Roger: I know that you are very interested in community. How do you define community?

Paula: A group of people who willingly live together in complex ways.

Roger: Do you see many examples of community?

Paula: I see a lot . . . but then I’m an old League of Women Voters member. When people talk about how not much is going on in their community, what they really mean is they are out of touch with what’s going on. There’s a world of things going on . . . art projects . . . educational projects . . . park projects . . . beautification projects. Every community is alive and vital. It’s your challenge to discover that vitality and be a part. If you feel out of touch it is because you haven’t taken time to learn.

Gangs build community – maybe not in ways we appreciate – but they build community. I remember a young woman who lived in The Projects in Los Angeles. She said she was never in danger when she got into the project. There was a number of natural-born clan mothers who cared for their community.
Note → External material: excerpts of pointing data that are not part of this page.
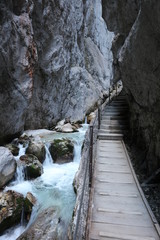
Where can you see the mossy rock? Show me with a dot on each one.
(37, 149)
(33, 167)
(13, 148)
(62, 150)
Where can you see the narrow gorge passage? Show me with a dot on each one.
(118, 208)
(60, 62)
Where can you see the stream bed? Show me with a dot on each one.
(54, 187)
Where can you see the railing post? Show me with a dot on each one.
(90, 156)
(99, 117)
(116, 89)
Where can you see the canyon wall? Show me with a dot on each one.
(55, 59)
(136, 61)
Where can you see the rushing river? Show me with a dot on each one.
(54, 187)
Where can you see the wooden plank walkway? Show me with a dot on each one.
(118, 210)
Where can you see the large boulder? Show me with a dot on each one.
(48, 225)
(66, 127)
(11, 206)
(7, 166)
(33, 167)
(13, 148)
(62, 150)
(37, 149)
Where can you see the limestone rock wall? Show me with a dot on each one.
(55, 61)
(136, 61)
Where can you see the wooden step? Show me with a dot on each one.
(110, 136)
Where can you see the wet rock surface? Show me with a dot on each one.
(13, 148)
(11, 206)
(47, 226)
(32, 166)
(46, 47)
(7, 166)
(37, 149)
(62, 150)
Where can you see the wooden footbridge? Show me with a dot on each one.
(118, 208)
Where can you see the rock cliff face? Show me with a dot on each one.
(136, 50)
(55, 61)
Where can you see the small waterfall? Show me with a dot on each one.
(48, 160)
(85, 120)
(77, 152)
(22, 150)
(20, 174)
(22, 217)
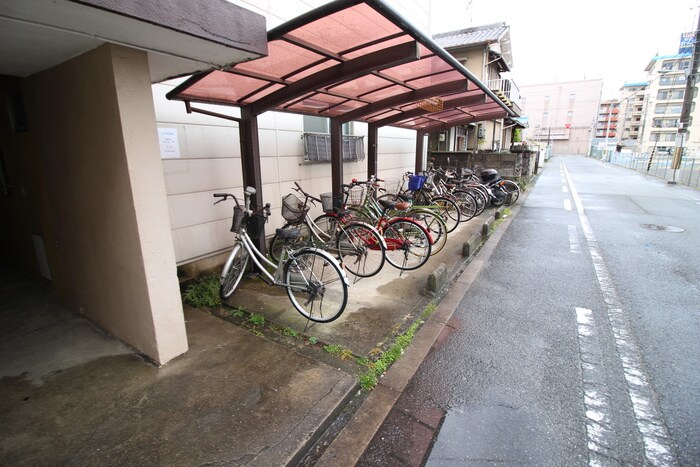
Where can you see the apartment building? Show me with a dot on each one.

When the riots broke out, they sent people out to watch what was going on. They sent word that it better not happen where they were. The violence never entered the project . . . it was always on the edge.

Roger: Can you describe the role of Clan Mother?

Paula: In my tradition, clan mothers are chosen by the people . . . not because they’re brilliant, charismatic leaders, but for their ability to listen. They know the people’s true heart. Clan mothers, in turn, choose what we call in English, “Chief.” They’re representatives of the clan, and they choose the male leaders. Their job is not just to choose leaders, but also to keep an eye on them. The standing joke is that three women always go with the representatives, two to cook and one to listen. Their responsibility is to report back, and if they don’t report effectively they become a non-clan mother very quickly. The men are participants . . . they are among the people to choose the clan mothers. So it is a self-reinforcing circle.

Roger: Have we lost the tradition of clan mother?

Paula: Native American communities haven’t, although some have less than others. In Iroquois country it still exists.

What happened in Europe was to stamp out clans and clan mothers. Wise women in most communities were destroyed and their status was never replaced. If you study, for instance, the abbesses, early in the Christian Church, they were extremely effective women who were leaders in science . . . music . . . you name it. People would flock to them. Bit by bit, that efficacy was taken away and female orders became subservient to male orders. All the things that used to be done by clan mothers, stopped being done. Now we’re going back to letting women do these things, but we’ve been going through a period where women who do these things, do them in male ways. We are in the process, I think, of having real clan mothers again who are thoroughly women and yet thoroughly leaders of the people.

Roger: Do you feel that the voice of women is being heard in a different way?

Paula: That has to start with women hearing their own voice in a different way. If you understand your own voice, you can always participate more effectively. I wouldn’t say women’s voices are yet being heard, but I think they’re being self-heard more clearly. I think human beings – male and female – are learning to hear that voice. That, in turn, changes the male voice because now the “poor lamb” doesn’t have to be responsible for absolutely everything . . . we can share responsibility . . . toil in ways that work for both groups. The only question is, are we wise enough to see that process happen?